I realized last night at SummerThing, where we took the kids to the yearly carnival that our small town invests in, I'm different than the average girl. I'm not entirely pleased with how I come across to my peers, probably overly-confident and sure of my views, and that gets more obnoxious every year. I can't help it.
I look around at the women who are in the same boat that I am, and imagine their interests extending mostly to fashion, their children, personal dramas, etcetera. I'm not saying I'm perfect, or that I'm too good or above all that. But I can't look at the world around me in the same way that I assume they have. And I admit it's assuming, I'm probably faulty in assuming that.
I look at the men walking beside their wives, I hope it doesn't offend anyone that I'm saying that. And I imagine that some, if not all of these guys, are simultaneously defending our freedoms, or have actually been to war, and seen the worst of the worst sides of man. I wonder if they might be acting happy for the most part, but have actually stood by watching helplessly as some child or infant is terrorized and screaming in some neighboring foreign land.
Perhaps none of them have, maybe it's purely projection, but I sympathize with THEIR cause above and beyond anything an average woman looks at. I feel like freedom is so fragile, and walking through history I recognize its aliveness. It's just a step away that we all depended on stealing and intimidating and destroying each other, just to get the very basics of our needs met.
The educated were the ones who took the helm. The self-proclaimed leaders, because nobody else had faith or courage to decide it, they were the ones that brought civilization into our laps. Much blood was shed, horrific sacrifices were made just to get us where we are today. I'm like ten years beyond still blaming the rest of the world for not getting it, for not understanding that it's entirely up to us to keep our standards for our own selves high enough to accomplish that.
In the blink of an eye we could spiral backwards into the dark ages.
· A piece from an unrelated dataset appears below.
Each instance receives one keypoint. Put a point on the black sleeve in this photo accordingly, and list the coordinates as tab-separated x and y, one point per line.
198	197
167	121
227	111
Even precious America, only two hundred years old could be lost. Nobody seems to get that in their insistence that we just follow our whims, and take every other principle and standard of behavior for granted. We are who we are because we've held onto the virtues of the past. We stay who we are because we firmly insist that we pay close attention to how we decide to act. It can all be lost in the blink of an eye, it can.